If I load the abs_effect file on the fod template and threshold, color it by an arbitrary value, would it reflect the same?
Is it the same as having subtracted beta1 (control mean) - beta0(tbi mean)?
The absolute effect size is the inner product between the contrast and the beta coefficients (code). So assuming that:
- The first column contains 1s for TBI subjects and 0s for control subjects;
- The second column contains 1s for control subjects and 0s for TBI subjects;
- Your contrast is
[ -1 1 ]
, then yes, this is equivalent to beta1 - beta0. But this is not necessarily true for any arbitrary experimental design.
How would I represent the percentage effect correctly? Is it just loading the percentage effect map and thresholding it according to the fwe values (0.95-1)?
This has to do with being very specific about what data you want to inform what aspect of the visualisation.
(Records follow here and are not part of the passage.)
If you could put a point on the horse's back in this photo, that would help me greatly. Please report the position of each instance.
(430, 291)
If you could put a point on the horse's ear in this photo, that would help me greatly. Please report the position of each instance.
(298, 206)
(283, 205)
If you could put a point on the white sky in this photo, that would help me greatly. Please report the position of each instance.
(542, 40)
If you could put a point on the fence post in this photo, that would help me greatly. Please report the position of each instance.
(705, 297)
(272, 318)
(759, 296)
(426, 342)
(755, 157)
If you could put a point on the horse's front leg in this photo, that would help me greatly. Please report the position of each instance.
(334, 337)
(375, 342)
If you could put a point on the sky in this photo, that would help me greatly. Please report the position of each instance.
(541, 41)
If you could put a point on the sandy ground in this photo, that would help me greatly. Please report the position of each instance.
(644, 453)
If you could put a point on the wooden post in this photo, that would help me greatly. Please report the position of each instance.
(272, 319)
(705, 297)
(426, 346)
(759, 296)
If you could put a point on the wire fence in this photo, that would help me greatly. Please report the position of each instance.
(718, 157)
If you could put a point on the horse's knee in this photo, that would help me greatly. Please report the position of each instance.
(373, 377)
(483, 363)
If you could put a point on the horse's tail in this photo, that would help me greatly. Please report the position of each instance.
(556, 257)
Typically yes, one would use the percentage effect data to set the colour of each fixel, and the FWE (1 - p-value) image to threshold the fixel display. But it’s best to be explicit about this, rather than “loading the percentage effect map”
But, when I run it for fdc i get the error:
subject data contains non-finite values: -nan.
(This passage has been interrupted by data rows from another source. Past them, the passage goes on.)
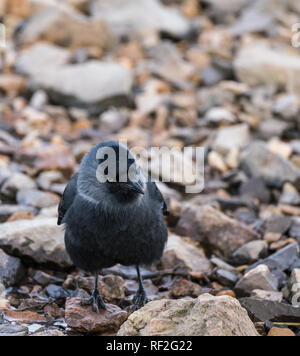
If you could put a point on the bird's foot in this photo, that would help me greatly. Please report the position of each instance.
(140, 299)
(95, 301)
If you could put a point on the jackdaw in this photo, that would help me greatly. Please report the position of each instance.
(112, 220)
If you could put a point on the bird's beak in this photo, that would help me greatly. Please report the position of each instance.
(136, 187)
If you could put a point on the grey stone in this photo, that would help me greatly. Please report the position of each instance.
(15, 183)
(265, 310)
(38, 240)
(135, 18)
(13, 330)
(267, 295)
(258, 278)
(226, 278)
(258, 65)
(11, 270)
(232, 138)
(180, 252)
(258, 161)
(37, 198)
(251, 252)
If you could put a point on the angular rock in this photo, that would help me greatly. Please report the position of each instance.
(180, 252)
(75, 85)
(11, 270)
(267, 295)
(62, 25)
(214, 230)
(204, 316)
(24, 317)
(251, 252)
(39, 240)
(37, 198)
(231, 138)
(257, 64)
(185, 288)
(111, 287)
(84, 320)
(292, 288)
(13, 330)
(281, 332)
(15, 183)
(258, 161)
(282, 260)
(133, 18)
(258, 278)
(226, 278)
(265, 310)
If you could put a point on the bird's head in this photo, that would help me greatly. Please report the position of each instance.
(117, 168)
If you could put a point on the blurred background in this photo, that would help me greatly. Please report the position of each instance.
(224, 75)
Given the analysis of FD works without issue, this can only occur if there are non-finite values in your FC somewhere. You could find these using:
mrcalc FC.mif -isnan badFC.mif
, and looking for the fixels that light up in
mrview. You could even take the sum of these images across subjects, to find the issue(s) more quickly. Exactly where these are, and how prevalent they are, might provide some insight into what’s going wrong.
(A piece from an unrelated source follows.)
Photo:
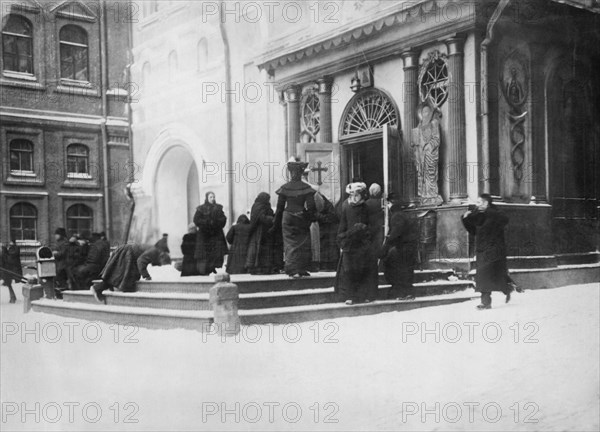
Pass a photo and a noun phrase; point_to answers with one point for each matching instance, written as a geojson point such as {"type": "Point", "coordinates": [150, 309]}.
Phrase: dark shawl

Is there a way to override this by setting the fixels which are nan to zero?
You can; but it would be better to first figure out why you are getting NaN values before you go about masking them.
Is there any sense in even trying to extend the fba to include more of the gray matter?
This depends as much on your hypothesis as the underlying techniques used. Generally the fixel correspondence in these areas is poorer, and hence the within-group variances are very large.
With regards to the above post, is it advisable to lower the fmls peak value (fod2fixel) from the default 0.1 in some scenarios?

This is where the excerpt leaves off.